25 Ekim 2023 Çarşamba

Anlamadan ezberlemek!..

Çok uzun yıllardır, belki de işittiklerimi anlamaya başladığım tarihten beri, bu ifadenin yeri vardır hayatımda.

Türkiye'de ezberci sistem her zaman oldu. Okullarda şarkı sözü, tekerleme ezberletir gibi tarih bilgisi ezberletildi, matematik ezberletildi. Olmadı Kuran kurslarında Kuran ezberletildi. 

Analitik düşünmeyi öğrenememiş, çıkarım yapamayan, fikir üretemeyen nesiller yetişti. 

Birkaç hitabet, birkaç marş ezberleyen cumhuriyetçi, birkaç ayet, birkaç sure ezberleyen dinci saydı kendini, dahası saydırdı da. Laiklik ise asla kavranamadı, yerli yersiz ve içi asla doldurulamadan kullanılan bir sözcük olarak kaldı. Türkiye, anayasasında laiklik ilkesi belirtilmemiş birçok ülke kadar dahi laik olmadı asla, olamadı. Olması için de hiçbir zaman yeterli çaba sarf edilmedi, aksine; dinin hele ki İslam dininin Türkiye topraklarında sahip olduğu güç, bazıları tarafından anlaşılmadı bazıları tarafındansa kullanışlı hale getirildi. 

Cumhuriyet tarihinde, siyaseten, dini değerlerin çıkara yönelik kullanışlı hale getirilmesi ta Serbest Fırka dönemi kadar eskiye dayanır, ancak dinciliği bileyleyip keskin hale getirenler, özünde laiklik kavramını yanlış anlamış ve dini değerlerin toplum üzerindeki etkisini anlamamış hatta küçümsemiş olanlardır. Özetle dini ezberden yaşayanlar yine ezberden Cumhuriyetçi, Atatürkçü olanlar tarafından güçlendirildi.

Cumhuriyetin ilk kurulduğu yıllarda da bu böyleydi, bugün de aynı.

Bugün Türkiye'de, Türkiye Cumhuriyeti'nin kuruluşunun yüzüncü yılı değil de Türkiye Yüzyılı kutlamaları yapılıyor, bilinçli bir şekilde Cumhuriyet ifadesi ve başta Mustafa Kemal olmak üzere kurucuları anılmıyorsa bunun temel sebebi girizgahtaki ifadedir. 

Türkiye Cumhuriyeti topraklarında yaşayan insanlara, cumhuriyet ve önemi anlatılmadı, öğretilmedi sadece ezberletildi.

İfadenin, fikrin hapsedildiği Türkiye, cumhuriyetin ilan edildiği günlerdeki Türkiye'den daha özgür değildir.
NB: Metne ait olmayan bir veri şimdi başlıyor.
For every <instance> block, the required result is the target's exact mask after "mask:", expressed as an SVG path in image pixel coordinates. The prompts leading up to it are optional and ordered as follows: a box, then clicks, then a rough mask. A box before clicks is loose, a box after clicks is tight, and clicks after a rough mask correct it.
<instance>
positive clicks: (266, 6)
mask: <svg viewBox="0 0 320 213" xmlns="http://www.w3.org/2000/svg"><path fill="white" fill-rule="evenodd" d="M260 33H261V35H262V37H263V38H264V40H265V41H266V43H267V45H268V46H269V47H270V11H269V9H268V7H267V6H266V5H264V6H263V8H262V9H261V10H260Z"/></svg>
Aksine bağnazlığın ve ezberciliğin işgali altındadır. Yüzyıllık Türkiye Cumhuriyeti, cumhuriyetin ilan edildiği dönemden çok daha uzaktır bugün cumhuriyet kavramına. 

Oysa coğrafi konumuyla, denizleriyle, bereketli topraklarıyla, zengin yeraltı kaynaklarıyla, en çok da halklarıyla, dinleriyle, kültürüyle hele yozlaştırılmamış olsa Anadolu kültürüyle; belki de dünya üzerindeki en güzel, en yaşanılır ülke olabilirdi Türkiye. 

Cumhuriyetin yüzüncü yılında; vatan sevgisini gerçekten yaşamış, hissetmiş olanları sevgi ve saygıyla anmaktan başka hiçbir şey gelmez elimden.

Dilerim, bilinçli oluşturulmuş cehalet ablukasından ve ezberciliğin hüküm sürdüğü bağnazlık işgalinden kurtulup yeniden özünü hatırlayarak, anlayarak, hissederek, fikri hür, vicdanı hür, irfanı hür insanların yaşadığı bir ülke olarak, nice yüz yılları olur Türkiye Cumhuriyeti'nin.